Roasted Snapper Recipe with Anchovy Butter and Herbs
Whole Roasted Snapper Recipe with Anchovy Butter and Fresh Herbs. An italian seaside favorite baked fish offering sensational flavor and visual appeal.
It has been magical, completely magical.
We are starting an Italy travel series in the next couple weeks and will share our photos, stories, and travel tips on Tuesdays. #TravelTuesdays we’ll call them.
But for today, I want to share a recipe that became an instant favorite while we were in Liguria, along the Italian Riviera. A whole roasted snapper recipe with anchovy butter and herbs.
Some people are afraid of cooking and eating baked fish with the head attached.

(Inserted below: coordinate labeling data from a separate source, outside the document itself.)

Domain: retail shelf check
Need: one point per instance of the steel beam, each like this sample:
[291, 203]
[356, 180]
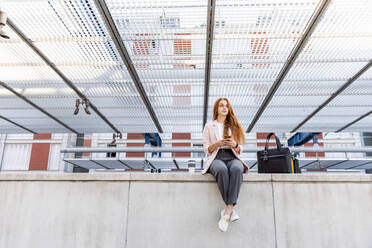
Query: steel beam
[314, 20]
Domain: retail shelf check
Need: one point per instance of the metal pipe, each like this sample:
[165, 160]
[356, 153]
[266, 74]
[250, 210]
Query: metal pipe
[195, 149]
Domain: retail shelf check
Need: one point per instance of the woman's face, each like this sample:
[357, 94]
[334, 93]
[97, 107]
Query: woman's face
[222, 108]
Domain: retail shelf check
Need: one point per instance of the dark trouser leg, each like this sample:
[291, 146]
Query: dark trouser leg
[235, 168]
[219, 170]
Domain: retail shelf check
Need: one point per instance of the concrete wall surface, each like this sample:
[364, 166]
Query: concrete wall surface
[168, 210]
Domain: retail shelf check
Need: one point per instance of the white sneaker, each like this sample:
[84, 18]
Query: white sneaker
[224, 221]
[234, 216]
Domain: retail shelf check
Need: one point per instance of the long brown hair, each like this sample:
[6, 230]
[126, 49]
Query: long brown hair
[231, 121]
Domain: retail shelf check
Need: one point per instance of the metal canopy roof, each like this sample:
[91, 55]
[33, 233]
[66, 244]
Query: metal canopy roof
[158, 66]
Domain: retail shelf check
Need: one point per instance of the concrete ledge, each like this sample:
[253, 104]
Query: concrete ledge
[167, 210]
[183, 177]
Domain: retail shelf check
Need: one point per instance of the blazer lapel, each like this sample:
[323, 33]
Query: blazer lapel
[215, 129]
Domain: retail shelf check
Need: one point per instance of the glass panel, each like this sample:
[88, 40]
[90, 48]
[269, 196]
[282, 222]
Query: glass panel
[74, 37]
[166, 42]
[253, 40]
[338, 48]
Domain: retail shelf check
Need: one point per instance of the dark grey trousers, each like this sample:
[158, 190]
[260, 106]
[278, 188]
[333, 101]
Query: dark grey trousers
[228, 171]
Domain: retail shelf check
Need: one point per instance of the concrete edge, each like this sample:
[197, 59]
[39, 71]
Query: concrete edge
[184, 177]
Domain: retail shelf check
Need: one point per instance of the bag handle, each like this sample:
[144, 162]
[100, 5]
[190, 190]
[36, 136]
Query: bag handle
[278, 144]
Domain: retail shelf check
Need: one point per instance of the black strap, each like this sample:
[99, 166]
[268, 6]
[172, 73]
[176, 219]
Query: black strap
[278, 144]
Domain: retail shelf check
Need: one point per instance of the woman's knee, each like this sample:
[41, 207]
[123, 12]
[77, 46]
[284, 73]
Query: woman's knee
[236, 166]
[219, 167]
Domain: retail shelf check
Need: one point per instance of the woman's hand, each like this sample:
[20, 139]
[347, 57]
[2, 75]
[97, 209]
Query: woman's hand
[229, 142]
[221, 143]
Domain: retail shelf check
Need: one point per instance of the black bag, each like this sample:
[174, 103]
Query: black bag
[275, 160]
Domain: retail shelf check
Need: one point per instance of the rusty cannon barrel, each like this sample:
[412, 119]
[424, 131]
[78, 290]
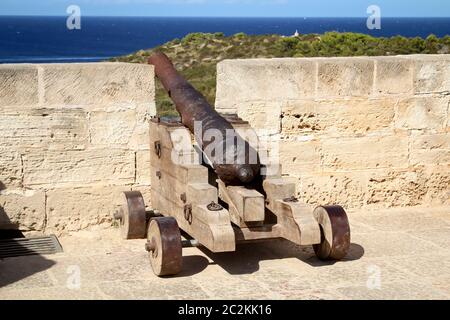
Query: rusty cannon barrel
[232, 158]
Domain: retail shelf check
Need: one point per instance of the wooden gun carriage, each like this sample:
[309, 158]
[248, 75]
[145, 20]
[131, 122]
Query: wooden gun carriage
[187, 194]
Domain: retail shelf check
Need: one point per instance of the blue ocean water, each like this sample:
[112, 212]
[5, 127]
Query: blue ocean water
[46, 39]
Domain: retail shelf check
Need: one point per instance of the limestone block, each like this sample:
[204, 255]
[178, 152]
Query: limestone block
[106, 166]
[19, 85]
[430, 149]
[422, 113]
[24, 210]
[98, 83]
[336, 118]
[364, 152]
[437, 182]
[145, 190]
[409, 187]
[112, 128]
[143, 167]
[43, 128]
[72, 209]
[264, 79]
[347, 189]
[342, 77]
[10, 168]
[262, 116]
[299, 157]
[394, 75]
[431, 74]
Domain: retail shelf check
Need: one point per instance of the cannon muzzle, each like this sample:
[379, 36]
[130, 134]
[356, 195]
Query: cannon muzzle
[232, 158]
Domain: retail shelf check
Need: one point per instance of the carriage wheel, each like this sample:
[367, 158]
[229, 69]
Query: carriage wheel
[132, 216]
[335, 233]
[164, 246]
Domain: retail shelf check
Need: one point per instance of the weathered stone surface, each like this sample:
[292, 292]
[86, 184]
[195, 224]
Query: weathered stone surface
[299, 157]
[112, 128]
[336, 118]
[24, 210]
[143, 167]
[43, 128]
[364, 152]
[71, 209]
[97, 83]
[409, 187]
[347, 189]
[10, 168]
[240, 80]
[394, 75]
[262, 116]
[19, 85]
[106, 166]
[344, 77]
[430, 149]
[426, 113]
[431, 74]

I figure, if you are going to participate in the food chain and eat another living creature, you owe it the respect of looking it straight in the eye, before enjoying its bounty. *wink*
And so it is with this whole roasted snapper recipe.
Many of the fish we experienced in Italy are hard to find here in the states. So I purchased the best looking, freshest, yellowtail snapper I could find. It’s a good substitute for several Italian white fish.
Roasting a whole fish has several benefits over cooking individual fish fillets.
One, leaving the bones, head, and skin intact, means the baked fish retains a lot of it natural flavor while cooking.
Whole fish is also harder to over-cook than small fish fillets.
Plus you can stuff the interior with all sorts of lovely natural flavor enhancers to create a snapper recipe to remember.
Here I made a quick anchovy butter, and rubbed it on the skin and inside the cavity of the fish. Then I filled the cavity with fresh-cut mint and dill from my garden, and sprinkled the whole fish with flake salt and fresh ground pepper.
The salty richness of the anchovy butter, combined with the intense freshness of the herbs, makes the whole fish burst with flavor… reminiscent of an open-air seaside meal in Italy.
Follow along on our Instagram Feed to see what we’re doing our last few days in Italy.
Prep Time: 10 minutes
Cook Time: 15-20
Whole Roasted Snapper with Anchovy Butter and Herbs.
- 2 pounds whole Yellowtail Snapper, cleaned and scaled (your fishmonger will do this for you)
- 3 tablespoons butter, softened
- 1 1/2 teaspoons anchovy paste
- 1 clove garlic, minced
- 4 sprigs fresh mint, divided
- 4 sprigs fresh dill, divided
- Salt and pepper (I used flake sea salt)
- Zest of 1 lemon
- Preheat the oven to 450 degrees F. Line a large rimmed baking sheet with parchment paper. Lay the whole snapper on the baking sheet, then score the skin with several shallow cuts on both sides. Stuff 2-3 sprigs of fresh dill and 2-3 sprigs mint into the cavity of the fish.
- Mix the butter, anchovy paste, and garlic together. Rub it over the fish on all sides. Then stuff the remaining butter in the cavity. Liberally sprinkle the fish with salt and pepper.
- Roast in the oven for 15-20 minutes, until the skin is crisp and the interior is opaque. In a small bowl, mix 1 tablespoon chopped dill, 1 tablespoon chopped mint, and the lemon zest together. Sprinkle over the top of the fish and serve warm!